Conversely, if the universe is contracting, without increasing energy density, the enclosed mass should be decreasing with each photon emitted. Thus, a redshift would be produced instead of blueshift, even for otherwise relatively stationary sources. If, however, the contraction of the universe dominates on larger scales (just like dark energy), on smaller scales, for two objects moving apart, a blueshift would be produced instead (the effect depends solely on eclosed mass and photon mass/range, so as long as the enclosed mass is increasing with each new photon a blueshift is produced).
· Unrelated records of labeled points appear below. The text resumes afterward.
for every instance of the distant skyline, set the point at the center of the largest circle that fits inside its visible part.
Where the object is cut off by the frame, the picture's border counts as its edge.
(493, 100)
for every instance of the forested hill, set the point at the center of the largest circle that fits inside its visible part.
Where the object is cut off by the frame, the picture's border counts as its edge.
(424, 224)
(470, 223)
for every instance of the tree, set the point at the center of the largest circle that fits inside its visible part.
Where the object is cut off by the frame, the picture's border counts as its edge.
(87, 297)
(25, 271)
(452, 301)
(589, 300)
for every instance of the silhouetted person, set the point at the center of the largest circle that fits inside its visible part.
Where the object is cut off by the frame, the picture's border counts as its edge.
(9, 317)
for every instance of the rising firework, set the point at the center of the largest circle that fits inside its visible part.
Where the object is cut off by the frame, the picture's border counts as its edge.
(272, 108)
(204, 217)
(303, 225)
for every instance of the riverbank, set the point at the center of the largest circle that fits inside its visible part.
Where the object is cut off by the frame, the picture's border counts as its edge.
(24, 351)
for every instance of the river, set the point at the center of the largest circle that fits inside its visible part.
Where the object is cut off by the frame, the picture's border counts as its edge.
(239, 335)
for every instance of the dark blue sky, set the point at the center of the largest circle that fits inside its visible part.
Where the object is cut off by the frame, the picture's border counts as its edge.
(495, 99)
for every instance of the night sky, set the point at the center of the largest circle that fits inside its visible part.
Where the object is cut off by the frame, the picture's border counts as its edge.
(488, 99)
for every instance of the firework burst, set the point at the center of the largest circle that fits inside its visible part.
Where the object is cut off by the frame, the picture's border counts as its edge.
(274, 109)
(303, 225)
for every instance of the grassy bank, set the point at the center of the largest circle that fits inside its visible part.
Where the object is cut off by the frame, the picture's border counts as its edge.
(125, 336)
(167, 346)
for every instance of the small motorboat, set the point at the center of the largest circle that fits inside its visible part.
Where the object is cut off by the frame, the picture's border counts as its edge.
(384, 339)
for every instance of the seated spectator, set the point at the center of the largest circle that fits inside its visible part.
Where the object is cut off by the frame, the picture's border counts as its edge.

Note that, since this is effectively a gravitational frequency shift, it includes other relativistic effects, such as time dilation. If one now assumes there is no partial localization of photons during propagation (affecting enclosed mass), the observed increasing redshift with distance in the observable universe may have been misinterpreted. Instead of expanding, the universe may be actually contracting.

4. Conclusions

It has been shown that anomalous acceleration of deep-space spacecraft can be fully explained with massive photons propagating by the proposed mechanism, which also provides an alternative interpretation for the Schwarzschild radius of the observable universe - without excluding the established one. Additionally, the solution could potentially explain anomalous cosmological correlation and some other cosmological anomalies. While the ideas presented here may be considered highly speculative from the perspective of established science, they are based on more comprehensive works of the author. Since the anomalies of deep-space probes can be explained by conventional physics, this solution may even be considered as unnecessary. However, the proposed solution can solve multiple problems, some of which are still unexplained. Furthermore, while the detailed thermal modelling can explain probe anomalies, it has not been done for all spacecraft and has not been experimentally verified. Experimental verification of proposed solutions is desirable, as any deviation from conventional physics could have large implications for cosmology, astrophysics and particle physics. A deep-space probe, for example, designed in such way to minimize or rule out anisotropic thermal dissipation could provide an unambiguous confirmation or refutation of alternative solutions, so it would be useful even in the case the solution proposed here doesn’t hold up to scrutiny.